[flang-commits] [flang] [flang][runtime] Fixed performance regression in CopyElement. (PR #102081)

Slava Zakharin via flang-commits flang-commits at lists.llvm.org
Mon Aug 5 16:46:49 PDT 2024


https://github.com/vzakhari created https://github.com/llvm/llvm-project/pull/102081

Polyhedron/capacita,protein and CPU2000/facerec,wupwise showed up to
60% regression on x86 after #101421. The memcpy loops of the toAt and
fromAt arrays that are run to create the initial work item end up
being encoded as 'rep mov', and they add noticeable overhead
comparing to the total amount of work. 'rep mov' is not the best
choise for small size memcpy (e.g. when the array rank is 1 or 2,
it would be quite slow). Moreover, the rest of the stack related
setup is also noticeable for the simple cases.

I added a shortcut for the simple copy case, and also got rid
of the initial toAt/fromAt copies by allowing the CopyDescriptor
to use the external subscript storages.


>From 54077420b941549b944f0f9282985e6686e6343a Mon Sep 17 00:00:00 2001
From: Slava Zakharin <szakharin at nvidia.com>
Date: Mon, 5 Aug 2024 14:23:23 -0700
Subject: [PATCH] [flang][runtime] Fixed performance regression in CopyElement.

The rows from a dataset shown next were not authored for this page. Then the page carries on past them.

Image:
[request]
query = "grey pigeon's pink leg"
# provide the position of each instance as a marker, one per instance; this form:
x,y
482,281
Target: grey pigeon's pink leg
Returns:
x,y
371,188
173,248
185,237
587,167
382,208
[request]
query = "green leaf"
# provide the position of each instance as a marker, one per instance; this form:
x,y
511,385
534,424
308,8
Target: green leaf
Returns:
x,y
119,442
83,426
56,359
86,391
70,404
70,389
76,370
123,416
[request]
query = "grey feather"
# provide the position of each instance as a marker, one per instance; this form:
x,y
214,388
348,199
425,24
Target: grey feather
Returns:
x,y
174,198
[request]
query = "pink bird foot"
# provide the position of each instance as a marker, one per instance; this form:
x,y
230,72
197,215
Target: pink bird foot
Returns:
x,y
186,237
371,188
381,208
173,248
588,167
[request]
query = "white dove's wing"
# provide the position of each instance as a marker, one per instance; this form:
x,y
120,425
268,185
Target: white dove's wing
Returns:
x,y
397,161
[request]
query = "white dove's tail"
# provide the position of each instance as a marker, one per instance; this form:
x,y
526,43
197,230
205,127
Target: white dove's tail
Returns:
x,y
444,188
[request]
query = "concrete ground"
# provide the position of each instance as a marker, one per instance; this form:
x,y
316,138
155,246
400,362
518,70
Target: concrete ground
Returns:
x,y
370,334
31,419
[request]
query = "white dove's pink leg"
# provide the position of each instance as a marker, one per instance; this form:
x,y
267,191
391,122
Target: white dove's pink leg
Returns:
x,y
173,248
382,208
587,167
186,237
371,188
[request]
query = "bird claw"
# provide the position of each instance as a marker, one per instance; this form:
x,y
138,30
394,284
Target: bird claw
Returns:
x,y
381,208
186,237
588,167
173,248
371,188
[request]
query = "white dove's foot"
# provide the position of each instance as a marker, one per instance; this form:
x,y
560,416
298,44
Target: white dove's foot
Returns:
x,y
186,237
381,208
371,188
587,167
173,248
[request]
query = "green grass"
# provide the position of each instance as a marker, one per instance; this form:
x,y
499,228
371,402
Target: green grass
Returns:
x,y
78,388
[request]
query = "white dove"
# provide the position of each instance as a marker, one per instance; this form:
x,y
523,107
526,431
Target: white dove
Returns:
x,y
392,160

Polyhedron/capacita,protein and CPU2000/facerec,wupwise showed up to
60% regression on x86 after #101421. The memcpy loops of the toAt and
fromAt arrays that are run to create the initial work item end up
being encoded as 'rep mov', and they add noticeable overhead
comparing to the total amount of work. 'rep mov' is not the best
choise for small size memcpy (e.g. when the array rank is 1 or 2,
it would be quite slow). Moreover, the rest of the stack related
setup is also noticeable for the simple cases.

I added a shortcut for the simple copy case, and also got rid
of the initial toAt/fromAt copies by allowing the CopyDescriptor
to use the external subscript storages.
---
 flang/runtime/copy.cpp | 49 +++++++++++++++++++++++++++++++++---------
 1 file changed, 39 insertions(+), 10 deletions(-)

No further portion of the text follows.